When Nevada regulators agreed earlier this year to allow MGM Resorts (NYSE:MGM), Wynn Resorts (NASDAQ:WYNN), and Las Vegas Sands (NYSE:LVS) to leave NV Energy, one of Berkshire Hathaway's (NYSE:BRK-A) (NYSE:BRK-B) largest utility assets, it opened a slew of problems for the utility. Not only could the utility lose 7% of its demand if all three casino companies left, but data company Switch has now also challenged why it wasn't allowed to leave the utility a year ago.
Switch was the first company to really challenge the utility's electricity monopoly in Nevada, filing to exit in 2014. But the utility rejected the plan over fear that losing such a large customer would raise costs for other customers. And to meet Switch's needs, NV Energy eventually agreed to buy energy from a 100 MW solar plant First Solar (NASDAQ:FSLR) built. But Switch thinks the utility didn't give them equal treatment.
Why can casinos leave NV Energy now?
In a lawsuit against Nevada regulators and NV Energy, Switch is alleging that it was treated differently from MGM, Wynn, and Las Vegas Sands in its efforts to leave the utility. It wants to undo an agreement to buy energy from the First Solar plant, which ends up paying NV Energy a premium for being the middleman.
Switch is arguing that NV Energy shouldn't be profiting from energy it can buy in the open market and that if Switch tried to buy renewable energy on the open market today, it would be likely to get a much lower price than both its utility cost and the contract NV Energy signed with First Solar. And since Switch's ultimate goal is to buy 100% renewable energy, it might be a good move to go off-grid.

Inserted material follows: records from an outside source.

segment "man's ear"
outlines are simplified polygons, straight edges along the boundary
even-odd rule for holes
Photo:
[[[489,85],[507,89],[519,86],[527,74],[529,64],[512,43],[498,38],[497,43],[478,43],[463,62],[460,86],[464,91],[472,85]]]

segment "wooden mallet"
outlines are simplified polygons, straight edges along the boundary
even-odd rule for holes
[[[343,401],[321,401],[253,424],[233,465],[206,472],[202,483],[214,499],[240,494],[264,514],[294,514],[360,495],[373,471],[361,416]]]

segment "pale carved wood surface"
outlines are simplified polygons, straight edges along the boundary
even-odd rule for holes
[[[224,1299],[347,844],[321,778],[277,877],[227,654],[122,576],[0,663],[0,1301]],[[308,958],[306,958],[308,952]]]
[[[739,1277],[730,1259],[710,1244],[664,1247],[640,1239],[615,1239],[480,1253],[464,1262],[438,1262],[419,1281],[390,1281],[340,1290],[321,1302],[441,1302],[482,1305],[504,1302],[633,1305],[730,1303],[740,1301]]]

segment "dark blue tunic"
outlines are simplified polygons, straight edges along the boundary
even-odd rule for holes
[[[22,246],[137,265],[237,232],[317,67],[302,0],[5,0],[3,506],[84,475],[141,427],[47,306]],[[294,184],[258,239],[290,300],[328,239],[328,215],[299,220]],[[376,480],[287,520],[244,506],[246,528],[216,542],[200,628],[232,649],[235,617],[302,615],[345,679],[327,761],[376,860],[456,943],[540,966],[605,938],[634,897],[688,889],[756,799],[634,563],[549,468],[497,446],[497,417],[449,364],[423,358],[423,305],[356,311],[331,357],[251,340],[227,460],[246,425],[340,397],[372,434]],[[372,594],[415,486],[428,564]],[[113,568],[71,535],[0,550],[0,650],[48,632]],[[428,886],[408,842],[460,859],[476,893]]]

We don't know how this lawsuit will turn out, but the fact that three casinos have been given the go-ahead to leave the grid -- albeit for a tidy penalty fee of $128 million -- and Switch is challenging to leave as well, the utility business isn't as safe as it used to be.
Is this the blueprint for Corporate America?
The major concern for utilities across the country is that corporate customers are looking at renewable energy as a way to display a green image and lower costs. That's a major concern, because most states don't have the same punitive fees associated with moving to buy energy from third parties that Nevada has. Entities can just buy energy on the open market, something tech companies are already doing on a large scale.
If more customers buy energy outside the utility, it will cause rates for existing customers to go up, leading more customers to look for energy alternatives, and the cycle continues.
Commercial and industrial customers account for 36.5% of U.S. electricity consumption, so this is a big deal for utilities. And if Nevada is any indication, it's not going well for the incumbents.